First, let’s use a simple “counting” example. Imagine two loci, 1 & 2, with alleles in flavors A and a, and B and b, respectively. Let’s assume that the A & B contribute 1 unit of a trait, while a & b contribute 0 units. Additionally, the phenotypic outcomes are additive & independent across and within loci. By example:
AABB = 4 units
AaBb = 2 units
AAbb = 2 units
aaBB = 2 units
Aabb = 1 units
aaBb = 1 units
aabb = 0 units
Assume that the frequency of the two alleles are the same, p (since the loci are diallelic, p = 0.5 obviously). Within the population 50% of the alleles are A & B, and another 50% are a & b, at each locus, 1 & 2. We can construct the following table of genotype frequencies that segregate within the population assuming p = 0.5 for A & a and B & b:

Genotype Frequency Phenotype – additive Phenotype – dominance
AABB 1/16 4 2
AABb 2/16 3 2
AAbb 1/16 2 1
AaBB 2/16 3 2
AaBb 4/16 2 2
Aabb 2/16 1 1
aaBB 1/16 2 1
aaBb 2/16 1 1
aabb 1/16 0 0

I’ve included dominance because we’ll discuss this in a bit. In any case, intuitively the proportions should make sense. There is only one way you can obtain a genotype of all “upper case” or “lower case” alleles, so you just multiply the expectations across each slot, 1/24, and you get 1/16. In contrast, there are multiple ways that you can obtain an AaBb genotype. AaBb, aABb, aAbB and AabB are equivalent, so you obtain 4 out of the 16 genotypic conformations.
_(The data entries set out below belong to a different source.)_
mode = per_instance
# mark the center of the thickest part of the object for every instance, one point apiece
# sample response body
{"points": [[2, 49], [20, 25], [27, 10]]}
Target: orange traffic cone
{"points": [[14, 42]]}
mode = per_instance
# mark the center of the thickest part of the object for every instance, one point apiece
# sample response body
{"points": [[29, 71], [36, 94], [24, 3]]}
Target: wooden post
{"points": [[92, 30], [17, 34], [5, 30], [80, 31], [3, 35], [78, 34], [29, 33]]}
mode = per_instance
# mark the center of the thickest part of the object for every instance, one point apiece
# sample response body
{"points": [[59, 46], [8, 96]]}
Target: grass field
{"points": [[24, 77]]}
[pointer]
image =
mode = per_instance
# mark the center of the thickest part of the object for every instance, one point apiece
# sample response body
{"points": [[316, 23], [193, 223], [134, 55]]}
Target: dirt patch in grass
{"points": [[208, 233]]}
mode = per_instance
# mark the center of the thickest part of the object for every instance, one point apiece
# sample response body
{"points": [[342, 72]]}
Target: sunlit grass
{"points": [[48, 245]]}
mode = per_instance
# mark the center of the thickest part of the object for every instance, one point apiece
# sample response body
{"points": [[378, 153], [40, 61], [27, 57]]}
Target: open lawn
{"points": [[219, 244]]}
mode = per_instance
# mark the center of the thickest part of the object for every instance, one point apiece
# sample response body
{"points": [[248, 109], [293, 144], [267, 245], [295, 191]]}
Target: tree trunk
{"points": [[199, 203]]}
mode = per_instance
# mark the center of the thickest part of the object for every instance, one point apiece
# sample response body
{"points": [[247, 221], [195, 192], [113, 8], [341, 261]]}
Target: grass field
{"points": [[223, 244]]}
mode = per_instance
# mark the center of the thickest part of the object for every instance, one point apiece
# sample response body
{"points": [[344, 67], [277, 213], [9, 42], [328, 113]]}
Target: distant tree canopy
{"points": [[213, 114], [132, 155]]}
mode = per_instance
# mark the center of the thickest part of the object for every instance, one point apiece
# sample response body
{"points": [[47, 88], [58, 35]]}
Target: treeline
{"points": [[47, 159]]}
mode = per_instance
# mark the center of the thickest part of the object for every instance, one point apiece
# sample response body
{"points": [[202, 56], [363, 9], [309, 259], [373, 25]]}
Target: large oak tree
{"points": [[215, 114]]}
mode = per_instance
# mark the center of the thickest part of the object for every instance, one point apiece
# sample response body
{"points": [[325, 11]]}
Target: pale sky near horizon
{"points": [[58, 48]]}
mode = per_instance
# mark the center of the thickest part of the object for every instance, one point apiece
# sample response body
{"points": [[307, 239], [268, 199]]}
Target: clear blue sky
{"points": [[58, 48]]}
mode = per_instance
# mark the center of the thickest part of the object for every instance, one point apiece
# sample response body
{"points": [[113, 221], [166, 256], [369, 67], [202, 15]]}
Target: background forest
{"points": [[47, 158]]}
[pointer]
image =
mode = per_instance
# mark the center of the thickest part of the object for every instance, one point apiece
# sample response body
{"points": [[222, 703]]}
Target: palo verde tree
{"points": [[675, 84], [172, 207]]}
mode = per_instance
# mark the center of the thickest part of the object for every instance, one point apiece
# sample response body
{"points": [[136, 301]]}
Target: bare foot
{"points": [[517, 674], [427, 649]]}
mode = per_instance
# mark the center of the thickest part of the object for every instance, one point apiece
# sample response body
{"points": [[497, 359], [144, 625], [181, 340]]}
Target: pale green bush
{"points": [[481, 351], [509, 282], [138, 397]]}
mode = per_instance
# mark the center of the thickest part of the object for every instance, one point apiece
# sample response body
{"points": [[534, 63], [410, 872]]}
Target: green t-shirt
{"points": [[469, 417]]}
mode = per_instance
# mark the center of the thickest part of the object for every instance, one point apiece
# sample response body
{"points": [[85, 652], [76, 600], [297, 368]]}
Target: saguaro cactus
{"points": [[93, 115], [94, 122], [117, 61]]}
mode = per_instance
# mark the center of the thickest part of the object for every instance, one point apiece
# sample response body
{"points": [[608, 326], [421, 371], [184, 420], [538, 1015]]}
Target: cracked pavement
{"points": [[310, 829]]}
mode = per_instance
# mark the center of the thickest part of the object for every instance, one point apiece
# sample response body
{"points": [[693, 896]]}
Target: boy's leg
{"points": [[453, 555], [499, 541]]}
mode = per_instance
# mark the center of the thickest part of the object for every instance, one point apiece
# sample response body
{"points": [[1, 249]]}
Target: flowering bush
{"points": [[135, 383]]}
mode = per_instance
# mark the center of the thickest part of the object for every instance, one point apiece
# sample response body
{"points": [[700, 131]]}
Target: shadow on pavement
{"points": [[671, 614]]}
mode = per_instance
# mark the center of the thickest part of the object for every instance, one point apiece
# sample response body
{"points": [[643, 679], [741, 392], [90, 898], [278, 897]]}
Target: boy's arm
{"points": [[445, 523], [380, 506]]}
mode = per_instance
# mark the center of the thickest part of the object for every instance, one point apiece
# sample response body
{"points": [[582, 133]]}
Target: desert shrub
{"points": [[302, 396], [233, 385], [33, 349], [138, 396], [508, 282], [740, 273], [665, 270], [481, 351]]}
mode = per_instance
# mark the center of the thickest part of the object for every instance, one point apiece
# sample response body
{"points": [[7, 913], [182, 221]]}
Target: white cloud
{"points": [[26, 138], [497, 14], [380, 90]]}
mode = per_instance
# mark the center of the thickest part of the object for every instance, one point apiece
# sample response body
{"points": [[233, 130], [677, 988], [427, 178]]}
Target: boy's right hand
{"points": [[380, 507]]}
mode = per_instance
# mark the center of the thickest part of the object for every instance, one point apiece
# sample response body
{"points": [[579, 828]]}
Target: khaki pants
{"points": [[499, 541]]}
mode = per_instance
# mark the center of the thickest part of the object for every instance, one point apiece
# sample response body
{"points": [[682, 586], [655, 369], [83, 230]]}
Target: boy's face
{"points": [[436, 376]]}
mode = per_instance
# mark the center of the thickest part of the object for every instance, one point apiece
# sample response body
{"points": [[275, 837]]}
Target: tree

Now, let’s assume that we are selecting a parental population from a subset of the overall population. Genotypes selected are as follows in the proportions given:
Aabb = 2/5
aaBb = 2/5
aabb = 1/5
This obviously is not representative of the overall population, and because of what we know about the genetic architecture we should expect that this will result in a different phenotypic mean within the offspring. In the larger population the mean would be 2 (you can confirm this numerically from the table above, or, just note that it is the mean derived from the binomial distribution). In the parent generation the mean is:
(2/5)(1) + (2/5)(1) + (1/5)(0) = 4/5
We simply took the proportions, used them as weights for the phenotypic values for the genotypes. Since “lower case” alleles are disproportionately represented in the selected population intuitively we should have expected a value lower than the overall population mean. Let’s stipulate that the trait is totally genetically controlled, then the outcome in the offspring will presumably be the same in regards to the mean phenotype as in the parents (expectation), 4/5. Going back to the breeder’s equation, we substitute:
(4/5 – 2 ) = h2(4/5 – 2) or
h2 = 1.0
The selected parental phenotype & the offspring phenotype both have a mean value of 4/5, so we remove 2, the original population mean. By basic algebra that means that the narrow sense heritability is 1.0. The way I framed the genetic architecture as additive and independent means that all the variation is due to additive genetic variance, so we should expect that the heritability in the narrow sense should account for the full phenotype range.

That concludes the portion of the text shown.